Antoine Blondin 1922-1991, a vécu vite et jusqu' à ce que mort s' en suive.

Contrairement à Animal, je n' aime pas beaucoup les biographies, meme quand l' auteur meurt étranglé (Taktsis) !
Et donc, Blondin a été envoyé au STO (Service de travail obligatoire) en Allemagne, ce qui lui a inspiré l' Europe buissonnière.
Il faut savoir qu' il a suivi le Tour de France jusqu' à sa mort...
Ensuite il s' est essouflé et il avait de plus en plus de mal à courir après sa vie.
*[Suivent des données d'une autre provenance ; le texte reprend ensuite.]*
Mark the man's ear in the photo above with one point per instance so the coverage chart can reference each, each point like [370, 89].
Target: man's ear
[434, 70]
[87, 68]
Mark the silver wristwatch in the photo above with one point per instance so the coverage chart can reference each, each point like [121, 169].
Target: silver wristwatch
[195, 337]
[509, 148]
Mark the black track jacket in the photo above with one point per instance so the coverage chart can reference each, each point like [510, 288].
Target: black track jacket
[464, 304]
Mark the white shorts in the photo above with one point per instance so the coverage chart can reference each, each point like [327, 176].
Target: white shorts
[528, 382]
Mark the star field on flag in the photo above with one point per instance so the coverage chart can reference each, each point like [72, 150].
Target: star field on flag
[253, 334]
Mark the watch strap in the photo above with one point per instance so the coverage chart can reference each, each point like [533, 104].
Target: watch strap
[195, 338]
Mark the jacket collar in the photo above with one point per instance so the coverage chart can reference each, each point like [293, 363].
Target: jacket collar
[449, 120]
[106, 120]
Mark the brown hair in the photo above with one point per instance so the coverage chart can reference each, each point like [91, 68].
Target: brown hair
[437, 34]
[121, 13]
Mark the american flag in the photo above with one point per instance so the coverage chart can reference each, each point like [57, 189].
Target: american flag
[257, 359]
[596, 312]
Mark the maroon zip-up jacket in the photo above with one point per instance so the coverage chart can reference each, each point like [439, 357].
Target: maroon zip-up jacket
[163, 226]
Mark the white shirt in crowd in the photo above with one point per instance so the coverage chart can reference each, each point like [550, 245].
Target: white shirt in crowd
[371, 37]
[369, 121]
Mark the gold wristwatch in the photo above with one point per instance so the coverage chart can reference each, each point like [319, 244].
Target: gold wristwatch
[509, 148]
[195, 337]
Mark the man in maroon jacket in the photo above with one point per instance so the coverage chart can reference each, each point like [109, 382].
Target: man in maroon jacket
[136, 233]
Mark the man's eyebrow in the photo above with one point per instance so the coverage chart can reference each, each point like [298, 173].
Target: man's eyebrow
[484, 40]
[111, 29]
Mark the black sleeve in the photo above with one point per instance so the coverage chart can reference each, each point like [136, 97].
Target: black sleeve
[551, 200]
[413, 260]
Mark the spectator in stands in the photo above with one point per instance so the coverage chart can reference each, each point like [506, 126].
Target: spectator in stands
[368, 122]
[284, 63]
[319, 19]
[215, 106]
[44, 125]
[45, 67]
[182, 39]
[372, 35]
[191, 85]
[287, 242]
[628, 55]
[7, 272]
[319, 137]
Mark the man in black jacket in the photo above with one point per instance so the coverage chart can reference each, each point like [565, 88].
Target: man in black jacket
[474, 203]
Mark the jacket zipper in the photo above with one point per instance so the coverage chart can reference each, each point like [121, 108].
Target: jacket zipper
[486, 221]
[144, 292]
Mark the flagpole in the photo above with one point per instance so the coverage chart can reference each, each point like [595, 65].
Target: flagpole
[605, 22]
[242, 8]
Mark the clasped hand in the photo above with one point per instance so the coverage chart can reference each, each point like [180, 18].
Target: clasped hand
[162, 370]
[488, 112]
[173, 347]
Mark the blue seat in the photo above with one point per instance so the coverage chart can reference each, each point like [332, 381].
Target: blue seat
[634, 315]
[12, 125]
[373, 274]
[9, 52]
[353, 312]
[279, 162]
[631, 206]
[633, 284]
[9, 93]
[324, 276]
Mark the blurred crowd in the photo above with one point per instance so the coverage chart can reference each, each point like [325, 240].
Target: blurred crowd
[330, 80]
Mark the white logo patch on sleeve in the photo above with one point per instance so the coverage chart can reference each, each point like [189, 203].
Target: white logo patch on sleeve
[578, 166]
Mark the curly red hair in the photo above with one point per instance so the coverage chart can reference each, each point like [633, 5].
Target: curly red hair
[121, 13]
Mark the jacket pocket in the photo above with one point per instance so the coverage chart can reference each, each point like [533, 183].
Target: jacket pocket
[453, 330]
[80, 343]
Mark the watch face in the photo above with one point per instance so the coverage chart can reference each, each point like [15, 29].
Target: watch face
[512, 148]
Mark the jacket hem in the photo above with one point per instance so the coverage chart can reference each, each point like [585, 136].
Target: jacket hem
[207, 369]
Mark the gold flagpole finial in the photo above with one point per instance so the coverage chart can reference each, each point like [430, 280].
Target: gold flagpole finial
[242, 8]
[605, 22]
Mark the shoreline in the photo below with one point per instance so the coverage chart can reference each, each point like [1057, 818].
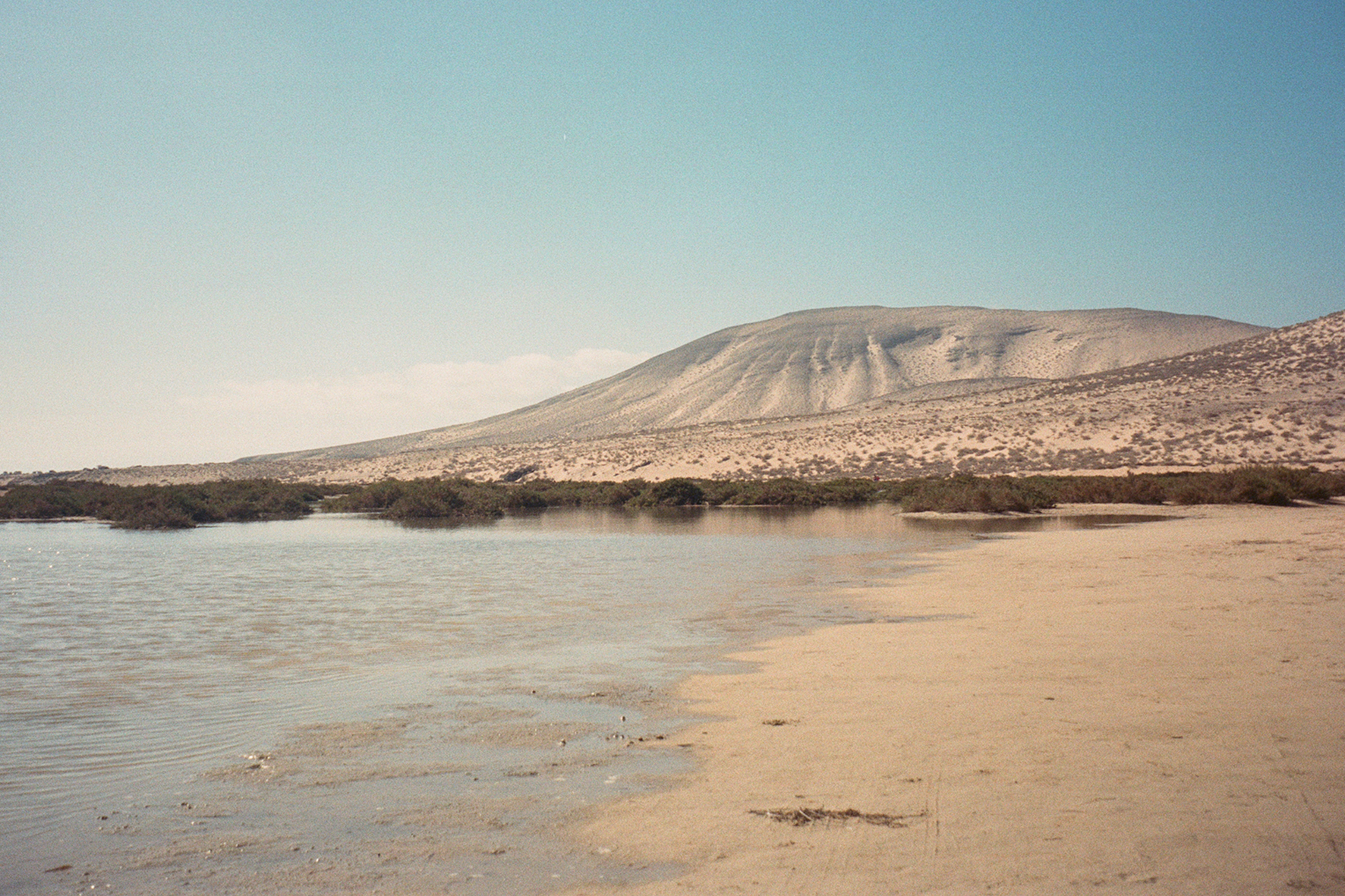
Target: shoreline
[1157, 706]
Ses souvenirs l'obsédaient et il en parlé dans tous ses livres.
Il faisait partie d' un mouvement littéraire qu' on a nommé "Les hussards" : Nimier, Laurent...

L' écriture de Blondin est légère, son humeur"vagabonde" et sa mélancolie, prégnante, de plus en plus noyée dans l' alcool.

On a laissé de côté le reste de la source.